Larson complains about the government's failure to raise its sovereign immunity argument in the district court. The government's failure to do so, in addition to its failure initially to compute accurately the interest actually earned, resulted in a misdirection of resources in the district court. Sovereign immunity, however, is a jurisdictional defense that may be raised for the first time in the court of appeals. Edelman v. Jordan, 415 U.S. 651, 677-78 (1974); Parker v. Universidad de Puerto Rico, 225 F.3d 1, 9 (1st Cir. 2000) (citing Edelman). An appellate court may, indeed, raise the issue sua sponte, so the fact that the government has not cross-appealed here is of no consequence. See Roe v. Cheyenne Mountain Conf. Resort, Inc., 124 F.3d 1221, 1227-28 (10th Cir. 1997) (jurisdictional argument may be heard without a cross appeal, even where the argument would result in vacation of the judgment and the partial relief awarded to the appellant); Sherman v. Community Consol. Sch. Dist., 980 F.2d 437, 440 (7th Cir. 1992) (appellee's jurisdictional argument must be considered, even where no cross appeal filed); see also 15A Charles Alan Wright, Arthur R. Miller & Edward H. Cooper, Federal Practice & Procedure § 3904 (2d ed. Supp. 2001) ("A cross-appeal [] is not necessary to challenge the subject-matter jurisdiction of the district court, under the well-established rule that both district court and appellate courts are obliged to raise such questions on their own initiative."). "Nothing can justify adjudication of a suit in which . . . there is some [] obstacle to justiciability." Sherman, 980 F.2d at 440.
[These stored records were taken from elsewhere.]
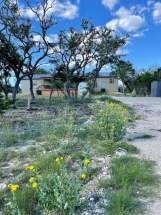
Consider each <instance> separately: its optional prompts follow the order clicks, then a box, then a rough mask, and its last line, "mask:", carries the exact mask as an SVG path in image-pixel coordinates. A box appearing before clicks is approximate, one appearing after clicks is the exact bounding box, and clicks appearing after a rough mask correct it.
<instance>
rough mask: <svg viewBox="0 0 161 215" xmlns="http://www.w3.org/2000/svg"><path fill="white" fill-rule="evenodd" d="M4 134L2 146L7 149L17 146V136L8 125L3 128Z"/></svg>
mask: <svg viewBox="0 0 161 215" xmlns="http://www.w3.org/2000/svg"><path fill="white" fill-rule="evenodd" d="M2 130H3V134H2V144H3V145H4V146H5V147H10V146H13V145H14V144H16V142H17V135H16V133H15V132H13V130H12V129H11V128H10V127H9V126H8V125H7V124H6V125H4V127H3V129H2Z"/></svg>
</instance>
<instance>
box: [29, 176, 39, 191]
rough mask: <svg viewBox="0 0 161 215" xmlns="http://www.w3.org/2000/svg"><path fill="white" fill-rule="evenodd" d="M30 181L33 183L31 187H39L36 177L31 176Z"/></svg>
mask: <svg viewBox="0 0 161 215" xmlns="http://www.w3.org/2000/svg"><path fill="white" fill-rule="evenodd" d="M29 183H30V184H31V187H32V188H33V189H37V188H38V183H37V182H36V179H35V178H34V177H31V178H30V179H29Z"/></svg>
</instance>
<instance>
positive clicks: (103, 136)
mask: <svg viewBox="0 0 161 215" xmlns="http://www.w3.org/2000/svg"><path fill="white" fill-rule="evenodd" d="M126 123H127V110H126V109H125V108H123V107H122V106H120V105H118V104H114V103H107V102H106V103H105V104H102V105H98V106H97V107H96V109H95V123H93V125H92V126H91V129H92V131H91V132H94V134H95V135H96V136H97V138H98V139H103V140H111V141H113V142H117V141H120V140H121V139H122V138H123V136H124V135H125V132H126Z"/></svg>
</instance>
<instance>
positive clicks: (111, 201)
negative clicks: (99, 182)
mask: <svg viewBox="0 0 161 215" xmlns="http://www.w3.org/2000/svg"><path fill="white" fill-rule="evenodd" d="M110 171H111V179H110V180H106V181H103V182H102V183H101V186H103V187H104V188H106V189H107V188H108V189H109V188H112V192H111V193H110V194H109V193H108V198H109V202H110V203H109V207H107V214H109V215H131V214H135V215H138V214H139V211H140V210H141V209H143V208H142V205H141V202H139V201H138V199H139V197H144V196H145V193H144V192H145V191H146V193H148V189H149V190H150V189H151V188H152V187H153V188H154V186H155V185H158V183H159V181H158V176H157V175H156V174H155V171H154V162H152V161H147V160H140V159H138V158H135V157H121V158H115V159H113V160H112V162H111V166H110ZM145 188H146V189H145ZM141 214H144V213H143V212H142V213H141Z"/></svg>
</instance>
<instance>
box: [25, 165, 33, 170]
mask: <svg viewBox="0 0 161 215" xmlns="http://www.w3.org/2000/svg"><path fill="white" fill-rule="evenodd" d="M25 169H26V170H28V171H32V170H34V169H35V167H34V166H33V165H29V166H27V167H26V168H25Z"/></svg>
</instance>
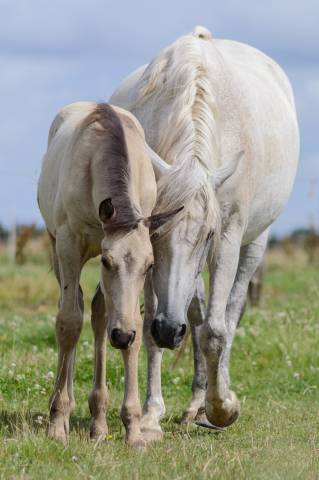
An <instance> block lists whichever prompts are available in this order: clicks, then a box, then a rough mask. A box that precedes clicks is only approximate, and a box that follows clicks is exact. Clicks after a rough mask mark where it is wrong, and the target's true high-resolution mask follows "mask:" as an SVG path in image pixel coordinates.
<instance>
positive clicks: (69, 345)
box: [55, 312, 83, 349]
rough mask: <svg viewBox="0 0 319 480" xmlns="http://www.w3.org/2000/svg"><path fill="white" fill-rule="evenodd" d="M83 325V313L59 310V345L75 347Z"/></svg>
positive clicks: (57, 327)
mask: <svg viewBox="0 0 319 480" xmlns="http://www.w3.org/2000/svg"><path fill="white" fill-rule="evenodd" d="M82 325H83V317H82V314H81V313H80V312H79V313H74V312H73V313H72V314H66V313H62V312H59V313H58V315H57V319H56V325H55V329H56V336H57V340H58V342H59V345H60V346H62V347H64V348H67V349H68V348H73V347H74V346H75V344H76V343H77V341H78V339H79V336H80V333H81V330H82Z"/></svg>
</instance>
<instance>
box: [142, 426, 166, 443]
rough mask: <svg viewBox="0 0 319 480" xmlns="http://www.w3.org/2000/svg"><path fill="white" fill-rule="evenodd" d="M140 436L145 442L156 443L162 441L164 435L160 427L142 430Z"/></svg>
mask: <svg viewBox="0 0 319 480" xmlns="http://www.w3.org/2000/svg"><path fill="white" fill-rule="evenodd" d="M142 435H143V438H144V440H145V441H146V442H158V441H159V440H162V438H163V436H164V433H163V432H162V429H161V427H159V428H145V429H144V428H142Z"/></svg>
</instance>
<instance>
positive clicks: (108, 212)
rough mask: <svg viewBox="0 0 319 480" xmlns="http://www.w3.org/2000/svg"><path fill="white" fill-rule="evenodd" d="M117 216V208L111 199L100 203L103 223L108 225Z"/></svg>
mask: <svg viewBox="0 0 319 480" xmlns="http://www.w3.org/2000/svg"><path fill="white" fill-rule="evenodd" d="M115 215H116V211H115V208H114V206H113V204H112V199H111V198H106V199H105V200H103V201H102V202H101V203H100V206H99V217H100V220H101V222H102V223H106V222H108V221H110V220H111V219H112V218H114V217H115Z"/></svg>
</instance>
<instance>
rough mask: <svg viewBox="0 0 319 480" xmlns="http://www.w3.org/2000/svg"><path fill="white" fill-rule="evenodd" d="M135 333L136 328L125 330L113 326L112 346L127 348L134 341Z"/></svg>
mask: <svg viewBox="0 0 319 480" xmlns="http://www.w3.org/2000/svg"><path fill="white" fill-rule="evenodd" d="M135 334H136V332H135V330H131V331H129V332H123V330H121V329H119V328H113V330H112V332H111V339H110V340H111V345H112V347H114V348H119V349H121V350H126V349H127V348H128V347H130V346H131V345H132V343H133V342H134V340H135Z"/></svg>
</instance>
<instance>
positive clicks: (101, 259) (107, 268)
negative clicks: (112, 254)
mask: <svg viewBox="0 0 319 480" xmlns="http://www.w3.org/2000/svg"><path fill="white" fill-rule="evenodd" d="M101 262H102V265H103V267H104V268H106V269H107V270H111V268H112V266H111V263H110V262H109V260H108V259H107V258H106V257H102V258H101Z"/></svg>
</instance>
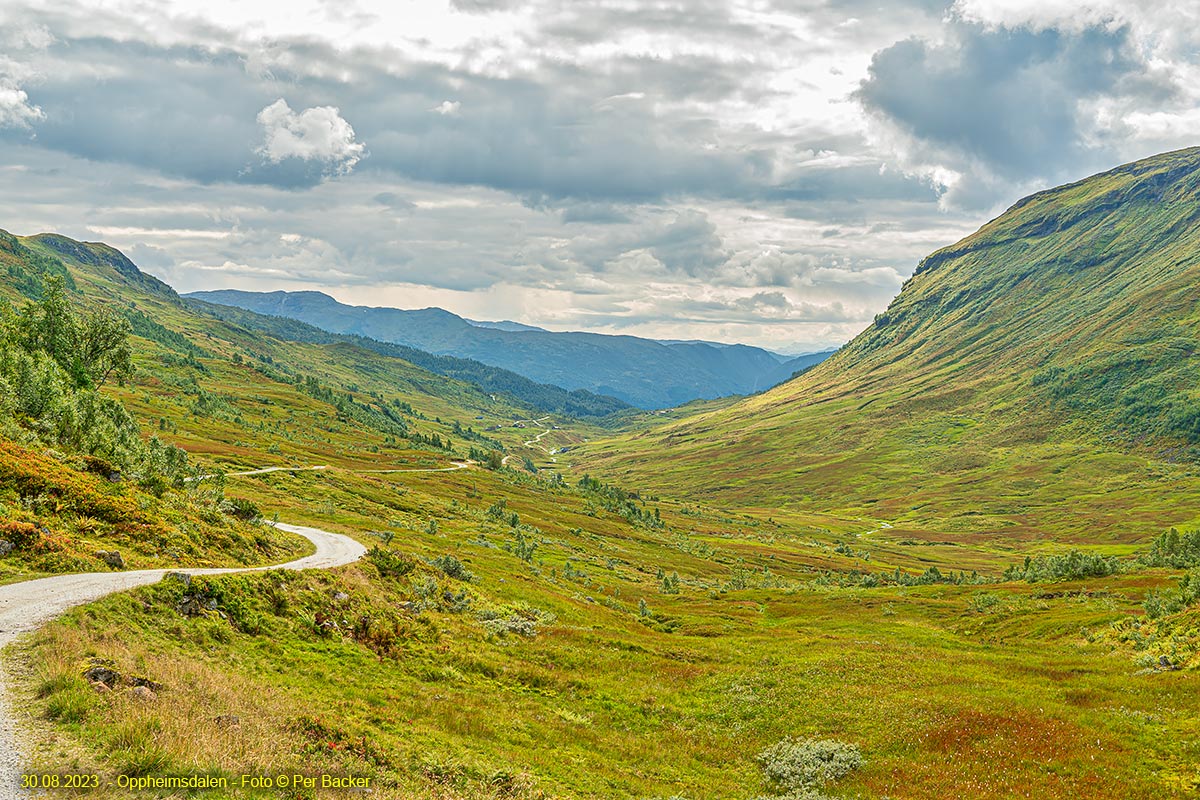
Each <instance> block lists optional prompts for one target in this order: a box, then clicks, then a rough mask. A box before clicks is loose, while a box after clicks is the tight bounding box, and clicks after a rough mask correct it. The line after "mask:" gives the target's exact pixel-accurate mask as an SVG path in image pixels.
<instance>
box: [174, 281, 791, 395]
mask: <svg viewBox="0 0 1200 800" xmlns="http://www.w3.org/2000/svg"><path fill="white" fill-rule="evenodd" d="M187 296H188V297H193V299H197V300H204V301H206V302H211V303H221V305H227V306H236V307H240V308H245V309H247V311H253V312H256V313H259V314H269V315H274V317H289V318H292V319H298V320H301V321H305V323H308V324H310V325H316V326H318V327H322V329H324V330H326V331H331V332H335V333H352V335H356V336H364V337H367V338H373V339H379V341H384V342H395V343H398V344H404V345H408V347H413V348H416V349H419V350H425V351H428V353H433V354H437V355H454V356H457V357H461V359H474V360H476V361H481V362H484V363H488V365H493V366H497V367H502V368H504V369H509V371H511V372H515V373H517V374H521V375H526V377H527V378H530V379H533V380H535V381H539V383H544V384H553V385H556V386H563V387H564V389H569V390H577V389H582V390H587V391H590V392H594V393H598V395H607V396H611V397H616V398H619V399H622V401H624V402H626V403H630V404H632V405H637V407H641V408H662V407H667V405H674V404H679V403H684V402H688V401H691V399H696V398H714V397H722V396H726V395H745V393H750V392H756V391H762V390H764V389H768V387H769V386H773V385H775V384H778V383H779V381H780V380H786V379H788V378H791V375H792V373H793V372H794V369H793V368H788V367H787V365H781V363H780V362H779V359H778V357H776V356H774V355H773V354H770V353H768V351H766V350H762V349H760V348H754V347H746V345H743V344H736V345H726V347H714V345H712V344H708V343H700V342H697V343H678V344H664V343H660V342H655V341H652V339H642V338H637V337H634V336H604V335H600V333H580V332H551V331H541V330H524V329H521V330H511V327H512V326H511V325H508V324H502V325H503V326H502V327H491V326H488V327H481V326H479V325H475V324H472V323H470V321H468V320H466V319H463V318H461V317H457V315H455V314H451V313H450V312H448V311H443V309H440V308H422V309H420V311H402V309H398V308H368V307H364V306H346V305H343V303H340V302H337V301H336V300H334V299H332V297H330V296H328V295H325V294H322V293H318V291H290V293H289V291H271V293H253V291H236V290H232V289H226V290H218V291H194V293H191V294H190V295H187Z"/></svg>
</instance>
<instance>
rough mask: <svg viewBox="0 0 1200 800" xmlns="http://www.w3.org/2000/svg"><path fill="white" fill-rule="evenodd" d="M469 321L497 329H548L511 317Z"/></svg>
mask: <svg viewBox="0 0 1200 800" xmlns="http://www.w3.org/2000/svg"><path fill="white" fill-rule="evenodd" d="M467 321H468V323H470V324H472V325H474V326H475V327H491V329H494V330H497V331H544V332H548V331H546V329H545V327H538V326H536V325H526V324H524V323H514V321H512V320H511V319H502V320H500V321H485V320H479V319H468V320H467Z"/></svg>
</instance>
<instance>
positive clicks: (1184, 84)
mask: <svg viewBox="0 0 1200 800" xmlns="http://www.w3.org/2000/svg"><path fill="white" fill-rule="evenodd" d="M1198 131H1200V7H1198V6H1196V4H1194V2H1193V1H1190V0H1178V1H1176V2H1147V1H1142V2H1134V1H1120V0H958V1H956V2H946V1H938V0H888V1H884V0H876V1H870V0H733V1H719V0H679V1H673V2H667V1H660V0H534V1H529V2H526V1H522V0H289V1H288V2H280V1H277V0H204V1H203V2H197V1H187V0H157V1H156V0H78V1H77V0H67V1H59V0H38V1H36V2H28V4H23V2H19V1H14V0H0V228H4V229H7V230H11V231H13V233H18V234H31V233H38V231H43V230H54V231H60V233H65V234H67V235H70V236H74V237H78V239H85V240H89V241H96V240H102V241H107V242H109V243H112V245H114V246H116V247H120V248H121V249H124V251H125V252H126V253H127V254H130V255H131V257H132V258H133V260H134V261H137V263H138V264H139V265H140V266H143V269H145V270H146V271H149V272H152V273H155V275H157V276H160V277H162V278H164V279H167V281H168V282H169V283H172V284H173V285H174V287H176V288H178V289H180V290H181V291H187V290H193V289H216V288H242V289H322V290H324V291H328V293H329V294H332V295H334V296H336V297H338V299H340V300H342V301H346V302H353V303H362V305H377V306H382V305H390V306H396V307H404V308H414V307H425V306H431V305H437V306H442V307H444V308H449V309H451V311H454V312H456V313H461V314H463V315H467V317H473V318H478V319H517V320H521V321H526V323H530V324H536V325H542V326H546V327H550V329H554V330H593V331H599V332H620V333H635V335H640V336H653V337H662V338H708V339H719V341H738V342H746V343H752V344H760V345H766V347H772V348H775V349H779V350H784V351H802V350H806V349H815V348H817V347H822V345H830V344H840V343H842V342H845V341H847V339H848V338H850V337H852V336H853V335H854V333H857V332H858V331H859V330H862V329H863V327H864V326H865V325H866V324H868V323H869V321H870V319H871V317H872V315H874V314H875V313H877V312H880V311H882V309H883V308H884V307H886V305H887V302H888V300H889V299H890V297H892V296H893V295H894V294H895V293H896V291H898V290H899V288H900V284H901V283H902V282H904V279H905V277H907V276H908V275H910V273H911V272H912V270H913V267H914V266H916V264H917V261H918V260H919V259H920V258H922V257H923V255H925V254H926V253H929V252H930V251H932V249H935V248H937V247H941V246H943V245H947V243H950V242H953V241H955V240H956V239H959V237H961V236H962V235H965V234H967V233H970V231H972V230H974V229H976V228H977V227H978V225H979V224H982V223H983V222H985V221H986V219H988V218H990V217H991V216H995V215H996V213H997V212H998V211H1001V210H1003V209H1004V207H1007V206H1008V205H1010V204H1012V203H1013V201H1015V200H1016V199H1019V198H1020V197H1022V196H1024V194H1027V193H1030V192H1031V191H1036V190H1038V188H1044V187H1046V186H1051V185H1055V184H1060V182H1063V181H1067V180H1074V179H1079V178H1082V176H1086V175H1088V174H1092V173H1094V172H1099V170H1102V169H1105V168H1108V167H1112V166H1116V164H1118V163H1122V162H1124V161H1130V160H1133V158H1138V157H1142V156H1146V155H1151V154H1153V152H1159V151H1164V150H1170V149H1175V148H1181V146H1189V145H1194V144H1200V140H1198V137H1196V132H1198Z"/></svg>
The judgment is vacated, and the matter is remanded for entry of judgment in favor of the government.
Notes:
The procedural history of Larson's claim is complex, but largely irrelevant for purposes of the appeal. Larson first filed an administrative claim, which was denied. He then filed suit in the district court, which dismissed on the grounds that the claim was more properly one to be filed with the U.S. Court of Federal Claims. That court found it lacked jurisdiction because the district court had exclusive jurisdiction over matters involving forfeiture. Larson then filed a new suit in the district court.
The House Report took this view notwithstanding that, at the time if was written, only the Ninth Circuit had taken a position on the pre-judgment interest question, and, as above indicated, the Ninth Circuit had allowed interest.